McIlroy’s preparation for Bethpage was a little more conventional than his Boston tee party with Brady. He spent time last week working in Florida with his swing coach Michael Bannon and his putting guru Brad Faxon.
During his Tuesday morning press conference, the four-time major winner also faced questions about the Olympics in 2020. For most athletes, that’s a routine subject. For natives of Northern Ireland — where the Catholic population largely favors an Irish identity while Protestants lean British — it’s a loaded subject about which flag they will compete under. McIlroy might have assumed those identity questions might not come until a couple of majors down the road, when the Open Championship returns to Royal Portrush.
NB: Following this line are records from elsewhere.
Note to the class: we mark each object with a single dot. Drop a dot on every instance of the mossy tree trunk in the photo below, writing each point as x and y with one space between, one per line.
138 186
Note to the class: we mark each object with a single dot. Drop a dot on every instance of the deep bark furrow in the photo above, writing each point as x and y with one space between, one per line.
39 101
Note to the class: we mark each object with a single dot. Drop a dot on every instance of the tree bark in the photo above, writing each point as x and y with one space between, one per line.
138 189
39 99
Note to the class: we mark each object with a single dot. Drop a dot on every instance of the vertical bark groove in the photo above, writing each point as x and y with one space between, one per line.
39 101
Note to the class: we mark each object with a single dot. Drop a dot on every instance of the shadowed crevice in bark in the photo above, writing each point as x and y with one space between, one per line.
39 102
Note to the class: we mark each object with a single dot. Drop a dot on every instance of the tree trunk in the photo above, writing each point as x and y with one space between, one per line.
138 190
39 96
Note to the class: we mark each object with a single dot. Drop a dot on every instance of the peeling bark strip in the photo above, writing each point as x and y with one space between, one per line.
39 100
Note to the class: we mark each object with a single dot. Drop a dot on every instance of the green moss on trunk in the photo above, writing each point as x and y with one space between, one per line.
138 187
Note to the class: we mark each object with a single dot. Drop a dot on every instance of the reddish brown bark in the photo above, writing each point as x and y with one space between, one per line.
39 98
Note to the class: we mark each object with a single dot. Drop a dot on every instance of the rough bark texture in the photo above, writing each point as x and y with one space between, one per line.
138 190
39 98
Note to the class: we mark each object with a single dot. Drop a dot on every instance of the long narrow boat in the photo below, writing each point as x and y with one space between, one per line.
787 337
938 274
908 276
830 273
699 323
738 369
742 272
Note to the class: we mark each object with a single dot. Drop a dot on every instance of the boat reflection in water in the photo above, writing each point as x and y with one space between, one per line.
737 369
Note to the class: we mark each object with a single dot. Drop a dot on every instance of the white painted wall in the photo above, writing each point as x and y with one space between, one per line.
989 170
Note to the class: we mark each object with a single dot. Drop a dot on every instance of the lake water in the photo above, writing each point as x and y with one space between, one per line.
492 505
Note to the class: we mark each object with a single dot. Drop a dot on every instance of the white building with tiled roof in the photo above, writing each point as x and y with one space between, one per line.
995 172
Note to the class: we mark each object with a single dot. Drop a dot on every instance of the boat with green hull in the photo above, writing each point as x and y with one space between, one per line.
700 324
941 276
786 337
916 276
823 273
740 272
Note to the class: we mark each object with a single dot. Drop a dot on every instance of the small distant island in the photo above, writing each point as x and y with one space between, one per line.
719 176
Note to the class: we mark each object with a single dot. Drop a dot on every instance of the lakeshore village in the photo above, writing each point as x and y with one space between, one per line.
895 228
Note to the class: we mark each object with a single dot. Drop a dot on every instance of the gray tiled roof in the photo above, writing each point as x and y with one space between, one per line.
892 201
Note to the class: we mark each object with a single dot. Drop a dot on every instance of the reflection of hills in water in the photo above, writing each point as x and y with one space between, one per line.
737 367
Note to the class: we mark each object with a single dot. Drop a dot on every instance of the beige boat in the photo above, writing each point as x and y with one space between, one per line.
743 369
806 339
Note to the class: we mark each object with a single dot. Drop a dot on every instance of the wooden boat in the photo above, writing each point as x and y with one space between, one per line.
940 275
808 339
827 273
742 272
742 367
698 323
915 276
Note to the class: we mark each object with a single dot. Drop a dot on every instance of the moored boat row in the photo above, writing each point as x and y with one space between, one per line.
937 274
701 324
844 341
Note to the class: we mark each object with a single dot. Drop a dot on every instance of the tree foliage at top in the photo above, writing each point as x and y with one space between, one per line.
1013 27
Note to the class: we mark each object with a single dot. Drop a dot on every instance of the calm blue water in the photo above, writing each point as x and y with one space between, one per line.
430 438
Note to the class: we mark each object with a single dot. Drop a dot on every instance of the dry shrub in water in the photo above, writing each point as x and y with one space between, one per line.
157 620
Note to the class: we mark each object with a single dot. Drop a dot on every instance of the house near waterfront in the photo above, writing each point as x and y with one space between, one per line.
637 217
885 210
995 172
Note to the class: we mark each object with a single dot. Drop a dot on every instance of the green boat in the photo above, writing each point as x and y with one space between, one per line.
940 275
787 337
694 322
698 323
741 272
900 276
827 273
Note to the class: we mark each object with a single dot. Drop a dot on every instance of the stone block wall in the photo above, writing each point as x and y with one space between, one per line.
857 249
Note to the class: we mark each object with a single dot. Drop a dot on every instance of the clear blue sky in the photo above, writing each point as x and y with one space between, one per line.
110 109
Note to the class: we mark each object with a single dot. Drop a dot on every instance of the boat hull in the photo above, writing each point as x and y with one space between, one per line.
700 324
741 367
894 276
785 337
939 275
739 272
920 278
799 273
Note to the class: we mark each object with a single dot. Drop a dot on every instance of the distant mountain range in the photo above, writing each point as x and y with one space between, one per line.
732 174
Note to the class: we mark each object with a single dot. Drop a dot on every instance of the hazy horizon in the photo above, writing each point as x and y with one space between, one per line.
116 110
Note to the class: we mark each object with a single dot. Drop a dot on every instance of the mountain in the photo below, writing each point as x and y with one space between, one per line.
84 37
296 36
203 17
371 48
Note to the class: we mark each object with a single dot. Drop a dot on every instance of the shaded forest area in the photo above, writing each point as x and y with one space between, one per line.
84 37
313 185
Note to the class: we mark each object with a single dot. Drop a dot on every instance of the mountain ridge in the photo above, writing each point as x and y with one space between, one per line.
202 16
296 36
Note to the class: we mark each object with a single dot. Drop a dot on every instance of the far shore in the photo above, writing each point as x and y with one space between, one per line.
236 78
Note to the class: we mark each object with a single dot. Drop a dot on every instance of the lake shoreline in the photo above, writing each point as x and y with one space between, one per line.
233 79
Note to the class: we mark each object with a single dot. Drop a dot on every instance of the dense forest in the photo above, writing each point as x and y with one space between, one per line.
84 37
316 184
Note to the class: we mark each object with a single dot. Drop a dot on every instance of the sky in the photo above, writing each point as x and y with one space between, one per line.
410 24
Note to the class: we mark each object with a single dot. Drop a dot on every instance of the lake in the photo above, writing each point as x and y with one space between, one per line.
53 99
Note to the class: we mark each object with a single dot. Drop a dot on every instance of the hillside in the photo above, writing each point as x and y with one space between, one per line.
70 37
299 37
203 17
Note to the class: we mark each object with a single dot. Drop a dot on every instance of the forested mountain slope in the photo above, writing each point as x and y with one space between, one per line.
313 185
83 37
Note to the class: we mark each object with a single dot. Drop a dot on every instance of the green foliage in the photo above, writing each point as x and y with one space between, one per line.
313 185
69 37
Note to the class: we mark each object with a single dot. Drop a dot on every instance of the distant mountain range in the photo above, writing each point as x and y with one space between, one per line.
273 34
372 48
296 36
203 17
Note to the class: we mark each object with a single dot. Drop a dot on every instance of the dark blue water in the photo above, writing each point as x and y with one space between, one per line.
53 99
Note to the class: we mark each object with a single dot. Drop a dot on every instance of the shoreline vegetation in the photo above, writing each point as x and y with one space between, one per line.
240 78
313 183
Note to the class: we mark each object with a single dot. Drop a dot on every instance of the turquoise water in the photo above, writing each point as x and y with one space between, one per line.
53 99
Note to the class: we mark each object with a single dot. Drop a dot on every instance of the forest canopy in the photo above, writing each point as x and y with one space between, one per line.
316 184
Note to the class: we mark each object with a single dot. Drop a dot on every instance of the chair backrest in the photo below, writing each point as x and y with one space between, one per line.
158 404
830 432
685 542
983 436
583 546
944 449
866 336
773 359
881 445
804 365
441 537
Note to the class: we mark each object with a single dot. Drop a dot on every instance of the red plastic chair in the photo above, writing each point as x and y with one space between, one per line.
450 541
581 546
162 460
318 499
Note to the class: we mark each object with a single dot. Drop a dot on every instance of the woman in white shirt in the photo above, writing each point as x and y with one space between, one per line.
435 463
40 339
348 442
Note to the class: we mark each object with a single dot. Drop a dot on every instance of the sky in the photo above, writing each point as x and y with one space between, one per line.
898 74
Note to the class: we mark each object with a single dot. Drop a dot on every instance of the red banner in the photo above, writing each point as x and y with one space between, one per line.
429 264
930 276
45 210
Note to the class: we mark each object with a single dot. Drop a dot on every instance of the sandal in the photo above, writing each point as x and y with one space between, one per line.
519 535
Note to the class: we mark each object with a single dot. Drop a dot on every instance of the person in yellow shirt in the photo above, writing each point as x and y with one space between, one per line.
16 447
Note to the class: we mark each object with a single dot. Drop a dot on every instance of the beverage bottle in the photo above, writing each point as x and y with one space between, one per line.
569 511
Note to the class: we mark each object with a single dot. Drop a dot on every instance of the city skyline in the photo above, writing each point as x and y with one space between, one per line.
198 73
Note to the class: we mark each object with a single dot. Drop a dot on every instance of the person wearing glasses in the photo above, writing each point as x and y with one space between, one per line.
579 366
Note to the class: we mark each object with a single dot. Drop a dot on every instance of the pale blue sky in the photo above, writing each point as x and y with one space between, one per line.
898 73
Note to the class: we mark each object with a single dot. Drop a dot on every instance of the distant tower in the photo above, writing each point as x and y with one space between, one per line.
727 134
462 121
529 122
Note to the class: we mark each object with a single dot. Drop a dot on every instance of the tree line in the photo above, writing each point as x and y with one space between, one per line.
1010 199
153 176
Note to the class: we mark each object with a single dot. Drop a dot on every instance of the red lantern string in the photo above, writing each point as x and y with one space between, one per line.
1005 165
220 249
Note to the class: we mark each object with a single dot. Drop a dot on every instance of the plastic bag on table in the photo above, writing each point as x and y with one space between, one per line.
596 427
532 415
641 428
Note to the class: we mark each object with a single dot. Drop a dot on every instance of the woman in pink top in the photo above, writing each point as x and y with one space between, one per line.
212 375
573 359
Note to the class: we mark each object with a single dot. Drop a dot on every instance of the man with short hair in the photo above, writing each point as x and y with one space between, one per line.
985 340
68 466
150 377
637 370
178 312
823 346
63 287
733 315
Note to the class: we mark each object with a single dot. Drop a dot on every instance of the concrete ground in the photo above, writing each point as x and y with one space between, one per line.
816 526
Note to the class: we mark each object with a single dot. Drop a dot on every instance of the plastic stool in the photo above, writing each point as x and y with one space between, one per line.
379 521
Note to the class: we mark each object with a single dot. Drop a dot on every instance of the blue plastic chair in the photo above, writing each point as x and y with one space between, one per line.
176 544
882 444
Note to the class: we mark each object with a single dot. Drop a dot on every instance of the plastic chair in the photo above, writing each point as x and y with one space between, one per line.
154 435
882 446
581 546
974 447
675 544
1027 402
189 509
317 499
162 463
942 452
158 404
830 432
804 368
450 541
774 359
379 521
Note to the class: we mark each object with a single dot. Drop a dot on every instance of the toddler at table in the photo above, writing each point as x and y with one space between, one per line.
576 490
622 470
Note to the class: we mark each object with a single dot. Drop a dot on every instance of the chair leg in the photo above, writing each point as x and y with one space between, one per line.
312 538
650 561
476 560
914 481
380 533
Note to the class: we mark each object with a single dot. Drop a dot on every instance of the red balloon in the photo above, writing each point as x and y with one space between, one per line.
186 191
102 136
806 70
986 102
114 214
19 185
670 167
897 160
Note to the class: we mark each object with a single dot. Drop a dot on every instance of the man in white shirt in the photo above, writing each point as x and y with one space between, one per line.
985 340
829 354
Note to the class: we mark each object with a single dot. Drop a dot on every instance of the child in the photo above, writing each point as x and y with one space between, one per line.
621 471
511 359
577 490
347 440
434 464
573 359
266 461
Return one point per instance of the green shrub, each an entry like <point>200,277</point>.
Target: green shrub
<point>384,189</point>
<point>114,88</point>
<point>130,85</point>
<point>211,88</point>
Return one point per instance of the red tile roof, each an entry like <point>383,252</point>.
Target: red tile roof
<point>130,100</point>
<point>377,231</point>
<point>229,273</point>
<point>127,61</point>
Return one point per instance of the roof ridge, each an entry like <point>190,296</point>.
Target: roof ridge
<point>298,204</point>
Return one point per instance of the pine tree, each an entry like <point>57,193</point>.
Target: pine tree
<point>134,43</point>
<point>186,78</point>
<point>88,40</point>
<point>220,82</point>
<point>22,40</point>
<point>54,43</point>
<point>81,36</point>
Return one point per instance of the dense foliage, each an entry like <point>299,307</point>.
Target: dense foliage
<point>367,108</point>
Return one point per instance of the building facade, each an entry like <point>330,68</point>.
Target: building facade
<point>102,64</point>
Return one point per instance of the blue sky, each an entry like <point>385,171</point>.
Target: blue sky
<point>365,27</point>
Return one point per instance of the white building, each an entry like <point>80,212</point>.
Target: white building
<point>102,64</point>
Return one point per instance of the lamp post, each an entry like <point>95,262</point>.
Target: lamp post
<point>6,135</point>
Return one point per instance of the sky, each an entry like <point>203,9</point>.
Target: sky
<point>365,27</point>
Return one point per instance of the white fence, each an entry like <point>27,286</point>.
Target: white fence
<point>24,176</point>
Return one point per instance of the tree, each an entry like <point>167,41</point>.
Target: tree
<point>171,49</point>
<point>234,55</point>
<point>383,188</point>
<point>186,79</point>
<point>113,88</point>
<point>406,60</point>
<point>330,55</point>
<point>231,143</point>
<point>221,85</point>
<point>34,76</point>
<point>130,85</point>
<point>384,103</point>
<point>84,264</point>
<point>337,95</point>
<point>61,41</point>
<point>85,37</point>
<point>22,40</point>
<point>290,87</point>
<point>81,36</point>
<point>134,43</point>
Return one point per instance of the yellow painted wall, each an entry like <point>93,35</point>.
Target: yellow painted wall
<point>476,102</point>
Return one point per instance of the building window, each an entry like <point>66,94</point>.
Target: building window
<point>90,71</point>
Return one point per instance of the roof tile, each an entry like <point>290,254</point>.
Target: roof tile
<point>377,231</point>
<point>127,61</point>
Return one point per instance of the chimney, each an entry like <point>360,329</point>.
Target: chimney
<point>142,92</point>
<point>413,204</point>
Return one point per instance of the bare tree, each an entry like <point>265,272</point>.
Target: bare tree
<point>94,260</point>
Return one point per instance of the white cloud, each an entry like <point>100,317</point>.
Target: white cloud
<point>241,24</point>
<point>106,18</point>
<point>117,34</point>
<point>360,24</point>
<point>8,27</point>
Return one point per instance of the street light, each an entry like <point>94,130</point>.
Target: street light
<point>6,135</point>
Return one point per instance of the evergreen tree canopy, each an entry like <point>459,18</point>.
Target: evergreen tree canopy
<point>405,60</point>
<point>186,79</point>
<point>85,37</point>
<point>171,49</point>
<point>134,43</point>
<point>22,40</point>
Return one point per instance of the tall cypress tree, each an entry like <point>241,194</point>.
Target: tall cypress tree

Asked it he plans to play in Tokyo, McIlroy said, “More likely than not I will play. I think it would be a great experience.”
That queued up the next question he knew was coming. Under which flag? “The same one that I said I was a few years ago,” he replied tersely. That would be Ireland. That’s the expected decision, not least because golf has always been played as a cross-border sport in his homeland, where all golfers, irrespective of religious or national identity, can play for Ireland. McIlroy himself played for Ireland as an amateur and intends to represent the flag in Tokyo.
After dealing with geopolitics, McIlroy admitted his routine this week will be much more humdrum. “I’ve got to catch up on the latest episode of Billions,” he said with a smile. “I missed that on Sunday night.”